As Roy S. Kaufman, CCC managing director of new ventures, explained, “Until price and rights variation starts, you won’t have a truly robust Open Access [business] model.” Kaufman explained that the tools provided through RightsLink are designed to let publishers “try everything simultaneously”—for example, a publisher could create a scenario in which a single journal could apply a Creative Commons attribution license (CC BY) to some articles, a Creative Commons attribution/noncommercial (CC BY-NC) license to other articles, and a Creative Commons attribution/no-derivatives (CC BY-ND) license to still others. Reuse rights vary widely among these three licenses: CC BY allows for full use, reuse, and remix rights with attribution, while articles with the other two licenses are subject to restrictions. CC BY-NC is limited to noncommercial uses, so it restricts usage such as reprinting figures from articles in blog posts on any external sites that run advertisements. Likewise, CC BY-ND restricts all types of derivative work including translations.
While these distinctions may seem small, they are becoming important to research funders. In recent months, the Wellcome Trust, a major funder of scientific research, updated its OA policy. Beginning April 2013, all articles produced in connection with their funding that have incurred an OA publication fee must be released under a Creative Commons attribution license (CC BY), which includes full rights for anyone to freely use, adapt, or create derivative works—including for commercial purposes—as long as credit for the original is properly attributed.
As explained on the Wellcome Trust’s FAQ pertaining to its updated OA policy:
We believe that the full research and economic benefit of published content will only be realised when there are no restrictions on access to, and the reuse of, this information. We believe the goal must be to unleash that content whilst still allowing publishers to recoup their costs in an effective market.
From a funder perspective, CC-BY achieves this aim, and has now emerged as the standard license for open access (OA) publishing by commercial and non-commercial publishers who recoup their costs from publication fees and other revenue streams.
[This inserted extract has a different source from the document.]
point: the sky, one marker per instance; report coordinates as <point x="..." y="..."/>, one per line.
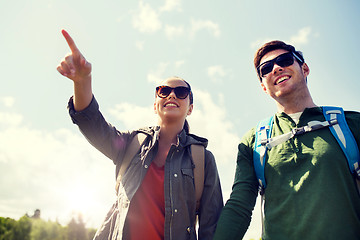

Moves such as this one by the Wellcome Trust are propelling many publishers, even those not currently shifting to an OA framework, to figure out ways to accommodate such policies if they wish to continue to accept articles funded by organizations with similar OA mandates.
RightsLink and PubMed Central
In addition to handling some of the behind-the-scenes workflows tied to publication fees, RightsLink includes a second component, an application that sits on publishers’ websites that can grant on-the-fly certain types of usage permissions and charge for those permissions. For example, The New York Times website uses RightsLink, from directly within NYTimes.com, to enable readers to request and pay for various types of reprints.
The CCC has adapted RightsLink for the OA environment by applying it to select third-party repositories such as PubMed Central (PMC). Much of the content in PMC is subject to traditional copyright restrictions; only a small subset of materials are included in the OA subset. For publisher-specified materials carrying traditional copyright or Creative Commons licenses with restrictions (CC BY-NC or CC BY-ND), publishers using RightsLink can charge for additional permissions or usage rights, such as reprints for their materials deposited in PMC. Kaufman noted that “getting RightsLink on content in PubMed Central allows publishers a new way to monetize.”